Tren de sombras (Train of Shadows), 1997

Ostensibly framed as a restoration of a degraded found film recovered some 70 years after the sudden and unexplained death of its creator, a Parisian attorney and amateur filmmaker named Gérard Fleury at a lake in the village of Le Thuit in Normandy, Tren de sombras (Train of Shadows) is a dense, sensual, and richly textured exposition of José Luis Guerín’s recurring preoccupations: the nature and subjectivity of the image-gaze, the permeable borders between truth and fiction, the role of architecture (and landscape) as palimpsest of hidden histories. By placing the discovery of Fleury’s last shot footage of his home and family within the context of the ambiguity surrounding the circumstances of his death after a seemingly innocuous scouting trip early one morning to find suitable lighting conditions to incorporate into his home movie, the found film becomes both a curious artifact of the early days of cinema in its informally staged performances that suggest the whimsical, created illusions of Georges Méliès (in a performance of dancing ties and magic tricks), and also a non-fiction, historical record that can be deconstructed, reconstituted, and re-analyzed to glean further information into the real-life mystery.
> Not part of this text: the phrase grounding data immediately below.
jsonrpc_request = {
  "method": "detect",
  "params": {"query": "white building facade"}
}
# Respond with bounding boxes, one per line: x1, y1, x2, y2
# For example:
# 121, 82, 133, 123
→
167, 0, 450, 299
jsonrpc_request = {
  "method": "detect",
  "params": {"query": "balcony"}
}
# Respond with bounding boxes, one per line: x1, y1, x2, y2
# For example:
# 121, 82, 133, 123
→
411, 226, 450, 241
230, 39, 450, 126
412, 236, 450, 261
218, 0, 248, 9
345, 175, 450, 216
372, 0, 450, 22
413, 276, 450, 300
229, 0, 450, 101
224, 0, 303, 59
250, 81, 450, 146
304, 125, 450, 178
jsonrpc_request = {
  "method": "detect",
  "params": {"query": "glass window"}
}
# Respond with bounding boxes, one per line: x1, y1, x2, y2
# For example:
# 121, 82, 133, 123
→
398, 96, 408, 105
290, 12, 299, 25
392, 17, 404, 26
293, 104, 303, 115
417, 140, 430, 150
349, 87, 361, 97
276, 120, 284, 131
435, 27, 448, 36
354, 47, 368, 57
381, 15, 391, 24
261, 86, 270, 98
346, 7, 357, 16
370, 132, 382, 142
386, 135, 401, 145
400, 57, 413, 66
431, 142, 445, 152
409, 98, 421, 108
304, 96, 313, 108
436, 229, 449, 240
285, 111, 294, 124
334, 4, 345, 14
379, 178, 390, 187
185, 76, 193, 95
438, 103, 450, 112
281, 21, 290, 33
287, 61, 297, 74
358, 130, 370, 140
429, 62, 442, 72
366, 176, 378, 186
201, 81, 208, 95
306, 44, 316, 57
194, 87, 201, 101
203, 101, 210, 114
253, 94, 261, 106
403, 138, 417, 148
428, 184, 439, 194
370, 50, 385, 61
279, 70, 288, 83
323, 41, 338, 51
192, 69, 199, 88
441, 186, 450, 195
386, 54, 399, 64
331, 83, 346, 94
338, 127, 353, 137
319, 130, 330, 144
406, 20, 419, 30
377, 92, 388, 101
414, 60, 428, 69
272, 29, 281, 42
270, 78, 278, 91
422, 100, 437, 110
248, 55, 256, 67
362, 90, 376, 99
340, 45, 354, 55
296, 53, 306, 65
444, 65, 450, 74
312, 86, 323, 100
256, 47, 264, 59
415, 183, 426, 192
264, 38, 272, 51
The dual nature of film is similarly suggested in the multilayered transitional shot between Fleury’s footage from 1930 and modern day Le Thuit – the image of a caretaker sweeping leaves at a sidewalk corner overlooking a cemetery as schoolchildren cross at the intersection, a folding billboard advertising a cinémathèque program featuring pioneering filmmakers propped against a lamppost on the edge of the frame – visually repeating interchangeable themes of decay (fallen leaves, graveyard, film nitrate) and renewal (children, film revival, the act of sweeping). Interweaving depopulated, still-life compositions that alternately show ethereal images (casted shadows, lake mist, clouds, rays of light poking through occlusions, reflections on mirrors and windows) and physical objects (landscape, architecture, framed photographs, clocks, period furniture, camera equipment), Guerín further expounds on the idea of film as a medium of materiality and immateriality, where filmmaking itself becomes an act of creation (in capturing images that do not physically exist), destruction (in the chemical degradation of the medium), and transformation (in the projection of material into light). Moreover, by introducing sequences that overtly demonstrate the image manipulation of Fleury’s unfinished film (with the apparent motive of finding hidden clues to the mysterious death) – splicing damaged footage, matching cuts that illustrate parallel gestures and expressions, freeze frames and zooms that provide detailed observation – Guerín not only reflects on filmmaking as a godlike process of suspension and reanimation, but also on the inherent responsibilities (and limitations) that it enables in creating permutations of the story, where truth is arbitrarily defined by editing, and the idea of closure to a story is negated by the competing idea that the same film can be rewound, reconfigured, and re-edited into a plurality of equally valid, alternate endings. It is this open-endedness that is reflected in the film’s long take, closing shot of a dead-end street intersection in Fleury (a recurring aesthetic that also surfaces in Guerín’s En Construcción and In the City of Sylvia), where people momentarily pass into and out of frame – each passerby representing another open story, each passage, a corridor leading to new, alternate angles of perspective and (re)discovery.